Task 1: Shrink the data as much as possible
* Smaller datatypes
| seq | int(10) unsigned | Will you run out of the 4 Billion here? If so, consider BIGINT UNSIGNED
| stime | double(18,6) unsigned | That's 11 bytes; DOUBLE is only 8
| saddr | varchar(64) | IP-address, see below
| sport | varchar(10) | The sample data would fit into SMALLINT UNSIGNED (0..65535, 2 bytes)
| daddr | varchar(64) | IP
| dport | varchar(10) | Maybe SMALLINT UNSIGNED?
| pkts | bigint(20) | Samples don't need BIGINT (8 bytes); see below
| bytes | bigint(20) | Ditto
| state | varchar(32) | Normalize; see below
| proto | varchar(16) | ENUM or Normalize; see below
Are you using utf8? Probably don't need it.
IP-addresses. Your samples show IPv4. IPv6 is upon us. Suggest you plan for that. See this page, more for the datatype discussion than for the code:
You should probably end up with BINARY(16) or VARBINARY(16).
By "normalize", I mean create another table with a bi-directional mapping between an number and the string. The number would go into your main table. It would be AUTO_INCREMENT in the other table.
Numbers should be INT/MEDIUMINT/SMALLINT/TINYINT UNSIGNED, depending on how many distinct values you will end up with. BIGINT is almost never needed.
PROTO might best be ENUM('udp', 'tcp', ...) -- there are not many choices. 1 byte.
Consider NOT NULL for each field. If you do need NULL values, think through why you need it. (This is a minor issue.)
Which Engine are you using? I recommend InnoDB, even though its disk footprint is bigger. If there is a crash (eg, power failure), InnoDB will self-recover; MyISAM would probably need an hours-long "REPAIR TABLE".
120M rows/day = 1500/second. I assume the streaming would be relatively steady.
Batch the INSERTs -- either LOAD DATA or single INSERT statements with 100-1000 rows each.
(We have not even gotten to PARTITIONing yet.)
> I would assume that adding a second day would double these query times.
* A "point" query (fetch a single row using an index) will not slow down noticeably.

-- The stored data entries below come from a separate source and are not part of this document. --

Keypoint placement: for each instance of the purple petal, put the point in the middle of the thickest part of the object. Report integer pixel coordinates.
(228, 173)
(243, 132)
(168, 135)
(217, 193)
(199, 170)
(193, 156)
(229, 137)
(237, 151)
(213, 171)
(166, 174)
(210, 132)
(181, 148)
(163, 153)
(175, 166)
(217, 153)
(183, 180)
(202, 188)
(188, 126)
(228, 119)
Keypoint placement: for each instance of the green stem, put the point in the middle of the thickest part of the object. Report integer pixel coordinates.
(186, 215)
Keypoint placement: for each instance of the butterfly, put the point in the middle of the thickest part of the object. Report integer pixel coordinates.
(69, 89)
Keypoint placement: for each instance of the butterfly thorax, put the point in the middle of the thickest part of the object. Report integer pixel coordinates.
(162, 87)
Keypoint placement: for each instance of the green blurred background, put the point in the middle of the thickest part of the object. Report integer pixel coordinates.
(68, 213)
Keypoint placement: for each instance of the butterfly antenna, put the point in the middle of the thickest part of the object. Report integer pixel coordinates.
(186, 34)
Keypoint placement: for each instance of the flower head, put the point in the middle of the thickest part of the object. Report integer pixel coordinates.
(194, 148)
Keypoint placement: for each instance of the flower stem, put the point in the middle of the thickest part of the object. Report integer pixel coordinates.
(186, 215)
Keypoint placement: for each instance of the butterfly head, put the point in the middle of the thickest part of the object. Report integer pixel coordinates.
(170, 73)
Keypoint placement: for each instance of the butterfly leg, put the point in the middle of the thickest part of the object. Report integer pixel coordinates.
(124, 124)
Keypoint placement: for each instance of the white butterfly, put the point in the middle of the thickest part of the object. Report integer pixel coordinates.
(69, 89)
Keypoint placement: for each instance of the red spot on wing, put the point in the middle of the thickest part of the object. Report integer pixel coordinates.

Well, there will be a quantum bump when you go from being fully cached in RAM to the data being too big to be cached.
* A query scanning, say, one second's worth of data (~1500 rows) will not be much different than a point query.
* What was the 9-second query?
> Since the stime column is indexed, it would make sense to partition on that
* Not necessarily. There is no connection between being indexed and being a good PARTITION key.
* DECIMAL may not be a partition key (unless there is something new). DOUBLE cannot either.
> hundreds of partitions
Not a good idea (for various obscure reasons). Also there is a hard limit (until 5.6) of 1024 partitions.
> stime has duplicate values
Never trust a time to be UNIQUE ! Hence it cannot be a PRIMARY KEY. But it does not have to be by itself. Is there some pair of fields that are UNIQUE?
> capability of creating a new table each day
Also not a good idea. (But I won't throw it out immediately.)
100K tables causes the OS to groan and slow down.
> does not do any indexing
If it inserts into the table, it is inserting. I see some kind of INDEX in the DESCRIBE. PLEASE use SHOW CREATE TABLE, not the less-descriptive "DESCRIBE"!
Some generic PARTITION tips:
Some generic Data Warehousing tips (and DW is what you are into):
Before I can begin to discuss PARTITIONing and Summary Table advice, I need to see all the queries that will hit the table.